Are NDEs generally ineffable? I asked myself as I assembled the questionnaire for the NDERF site.
Given all these concerns, was I wasting my time?
The website for the Near Death Experience Research Foundation (NDERF, www.nderf.org) was launched on the World Wide Web on August 30, 1998. I had many questions about whether the NDERF site would be successful. Was the questionnaire too long? Did NDErs really want to share their experience with the world?5 Would people trust a site like this?
I had not spent money on publicity for the site. Several months later, by monitoring the Web traffic, I could tell that the site had been visited by relatively few. Our search engine ranking was a pitiful 64.
Had I wasted hundreds of hours to accomplish nothing? Would enough experiences ever be shared with NDERF to answer my questions about the reality of NDEs?
Humbled, I continued to work diligently on the site. By now I had told several friends about the site and shared my concerns that few people were actually visiting it, let alone filling out the questionnaire. When I said this, some of my friends would simply smile and utter one of the most popular movie lines in history: “If you build it, they will come.” This is the classic line from the film Field of Dreams, in which an Iowa farmer builds a baseball field on his farm in hopes that several long-dead baseball players will come there to play.

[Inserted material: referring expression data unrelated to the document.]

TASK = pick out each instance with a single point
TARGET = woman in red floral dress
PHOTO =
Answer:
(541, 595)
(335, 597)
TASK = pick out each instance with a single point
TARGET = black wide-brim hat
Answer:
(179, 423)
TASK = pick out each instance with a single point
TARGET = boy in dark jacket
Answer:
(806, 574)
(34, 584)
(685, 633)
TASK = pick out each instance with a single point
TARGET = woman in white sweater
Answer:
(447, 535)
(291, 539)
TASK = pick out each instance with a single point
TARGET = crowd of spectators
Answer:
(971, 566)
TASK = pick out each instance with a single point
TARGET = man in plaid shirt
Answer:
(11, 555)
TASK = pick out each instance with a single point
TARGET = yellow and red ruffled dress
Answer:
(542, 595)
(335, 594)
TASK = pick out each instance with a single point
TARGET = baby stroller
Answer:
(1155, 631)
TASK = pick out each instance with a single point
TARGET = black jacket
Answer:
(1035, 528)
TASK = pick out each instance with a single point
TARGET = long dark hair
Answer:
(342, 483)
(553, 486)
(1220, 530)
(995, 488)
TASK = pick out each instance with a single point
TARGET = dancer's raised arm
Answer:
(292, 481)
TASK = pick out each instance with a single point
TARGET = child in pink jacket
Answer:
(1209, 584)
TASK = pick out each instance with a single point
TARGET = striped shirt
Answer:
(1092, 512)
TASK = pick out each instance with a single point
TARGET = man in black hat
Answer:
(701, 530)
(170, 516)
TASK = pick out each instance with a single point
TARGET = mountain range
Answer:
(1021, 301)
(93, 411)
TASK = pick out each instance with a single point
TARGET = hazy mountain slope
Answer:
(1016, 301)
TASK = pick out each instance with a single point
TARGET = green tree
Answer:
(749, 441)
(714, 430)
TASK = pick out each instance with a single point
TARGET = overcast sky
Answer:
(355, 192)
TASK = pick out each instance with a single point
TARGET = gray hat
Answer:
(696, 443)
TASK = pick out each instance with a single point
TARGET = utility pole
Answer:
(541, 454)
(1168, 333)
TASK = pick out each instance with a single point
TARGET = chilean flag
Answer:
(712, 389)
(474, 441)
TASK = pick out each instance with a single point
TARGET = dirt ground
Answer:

As you can imagine, “build it and they will come” is not the creed of evidence-based medicine. We like to start with a little more science than that. As a result, I still cringe a little whenever I hear this Hollywood aphorism. However, I continued to build the site in hopes that, yes, they would come.
And finally, come they did. By December 1998 I downloaded the first twenty-two case studies from the website with great anticipation. I was jubilant. With all the effort I had put into the site, I was now going to have information about NDEs from the source—people who had the experiences! As a scientist and a “prove it to me” kind of man, I personally needed precisely this kind of information to begin to scientifically study NDEs.
T
hose first twenty-two case studies didn’t disappoint. As I read them it started to become obvious to me that the NDEs were real. I could see the same pattern of elements that Dr. Moody and other researchers had outlined in their work, including such elements as consciousness occurring apart from the body at the time of a life-threatening event.
Reading these early case studies was exciting beyond my wildest dreams. It became clear to me that by studying a large number of these NDEs in words that came directly from those who had experienced them, I could hope to eventually provide some answers to humankind’s most perplexing question: What happens when we die?
Below are paraphrases6 of two of the first twenty-two NDE case studies I was honored to receive on the NDERF website:
Experience #16: “I Felt Like a Fly on the Wall”
In 1963 this young man lost control of his car and collided with a brick wall. His injuries were severe enough to fracture his face and sinus cavities and to break his jaw. Badly hurt, he sat on wet grass near the destroyed vehicle and then drifted into unconsciousness. As you read this, note the calmness with which he describes his experience as well as the presence of a very powerful out-of-body experience that seemed to indicate to him that all would be well in his life despite this near-fatal accident. Here’s his story:
I was in a severe automobile accident several years ago. The steering wheel smashed my face. The accident happened in a rainstorm, and I ran off the road and hit a tree.
For a while after the crash I felt nothing, and then the pain started to burn in my face. I got out of the car and lay down, hoping it would make me feel better, but it didn’t. Finally I just blacked out. When I awoke, I couldn’t see anything because my face was covered, but I could tell I was in a hospital from the sounds and the fact that I was on some kind of bed.